This is both abstract and practical. We share both living space and social membership.
The Puzzle of Individuality
Somehow, more so than any other industry or profession, public education is expected to aggregate these inherent disparities while transcending them. Our task?
- Create a curriculum that provides a common language for knowledge without homogenizing the nuance of that knowledge.
- Design learning models that are inherently inclusive regardless of access to technology.
- Establish authentic functions for family members and communities who may speak a completely different language.
As individuals, we work to separate ourselves — as children, often based on image; and as adults, often based on income, where we choose to live, what we drive, the smartphone we carry, and what we do “for a living.” But each expression of self — gender, native language, race, sexuality, socioeconomic level, and so many others — is also an opportunity for disparity that works to undermine the function of education.
It’s easy to see equity in education as a matter of fairness, access, and inclusion, but that’s only the case if what’s being fairly accessed is a system of teaching and learning that’s fluid, responsive, dynamic, neutral, alive, and able to meet the needs of an increasingly global population. For an industry struggling to get every student reading on grade level, this may be a bit much. My gut reaction is that this can only occur through the affectionate expression of the local — this student in this home in this community, with the school functioning as an extraordinary support system.
Rebuilding From the Basement
The equity is at the student level rather than the demographic level because demographics only exist on paper.

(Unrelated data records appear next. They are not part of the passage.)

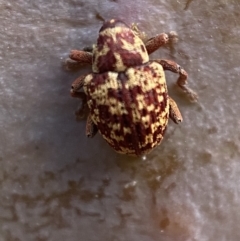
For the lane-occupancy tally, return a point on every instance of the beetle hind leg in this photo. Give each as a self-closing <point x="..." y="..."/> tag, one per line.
<point x="174" y="112"/>
<point x="91" y="128"/>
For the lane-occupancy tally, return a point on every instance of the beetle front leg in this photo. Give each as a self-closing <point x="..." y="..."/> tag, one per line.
<point x="182" y="79"/>
<point x="75" y="92"/>
<point x="81" y="56"/>
<point x="174" y="112"/>
<point x="156" y="42"/>
<point x="91" y="128"/>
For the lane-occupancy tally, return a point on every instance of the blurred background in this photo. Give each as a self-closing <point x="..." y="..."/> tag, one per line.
<point x="57" y="185"/>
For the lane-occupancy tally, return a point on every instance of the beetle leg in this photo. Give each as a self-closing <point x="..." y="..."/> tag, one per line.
<point x="174" y="112"/>
<point x="77" y="85"/>
<point x="182" y="79"/>
<point x="156" y="42"/>
<point x="91" y="128"/>
<point x="75" y="92"/>
<point x="140" y="34"/>
<point x="81" y="56"/>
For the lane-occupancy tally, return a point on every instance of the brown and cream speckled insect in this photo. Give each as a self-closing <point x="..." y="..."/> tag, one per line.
<point x="126" y="92"/>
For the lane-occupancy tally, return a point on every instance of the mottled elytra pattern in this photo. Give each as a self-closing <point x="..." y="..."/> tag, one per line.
<point x="126" y="92"/>
<point x="130" y="112"/>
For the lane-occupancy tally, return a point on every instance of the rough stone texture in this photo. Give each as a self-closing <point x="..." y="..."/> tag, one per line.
<point x="58" y="185"/>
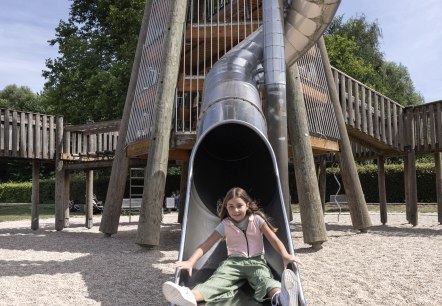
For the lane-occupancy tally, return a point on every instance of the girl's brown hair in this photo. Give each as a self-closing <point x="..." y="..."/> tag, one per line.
<point x="237" y="192"/>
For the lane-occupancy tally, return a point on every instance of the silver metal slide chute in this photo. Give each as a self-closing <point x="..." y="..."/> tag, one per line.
<point x="232" y="149"/>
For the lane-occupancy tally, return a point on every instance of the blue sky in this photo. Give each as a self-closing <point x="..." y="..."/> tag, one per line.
<point x="412" y="35"/>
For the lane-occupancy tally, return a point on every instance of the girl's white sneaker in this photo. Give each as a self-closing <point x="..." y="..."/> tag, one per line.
<point x="178" y="295"/>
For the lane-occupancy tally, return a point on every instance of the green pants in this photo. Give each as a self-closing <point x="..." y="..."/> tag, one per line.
<point x="233" y="273"/>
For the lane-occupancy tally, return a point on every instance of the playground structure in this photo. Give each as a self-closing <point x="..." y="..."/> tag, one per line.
<point x="378" y="127"/>
<point x="168" y="87"/>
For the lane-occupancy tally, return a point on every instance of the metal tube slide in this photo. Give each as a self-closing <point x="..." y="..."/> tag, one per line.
<point x="232" y="147"/>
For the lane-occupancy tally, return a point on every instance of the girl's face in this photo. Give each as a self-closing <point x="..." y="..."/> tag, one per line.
<point x="237" y="208"/>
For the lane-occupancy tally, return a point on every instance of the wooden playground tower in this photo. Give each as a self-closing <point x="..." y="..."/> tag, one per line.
<point x="178" y="44"/>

Every student experiences commonality and difference — what’s shared (a student needing knowledge) and what’s distinct (urban, rural, white, black, male, female). This never stops. We can revise our schools, curriculum, pedagogy, and technology until it’s inclusive, fair, and accessible to every student, but that ongoing effort continues to represent a kind of basement for our goals.
Why not consider something more ambitious? New thinking about the terms and definitions of gender emphasize both the characteristics and the fluidity of any culture. If we insist on standardizing content, maybe we can avoid standardizing education. How many different answers are there to the question, “Why learn?” Fantastic! Let’s iterate ourselves until we can honorthat.
The work before us, then, may not be to level an academic playing field for which there is no even, but rather to create new terms for why we learn, how, and where — and then change the expectation for what we do with what we know.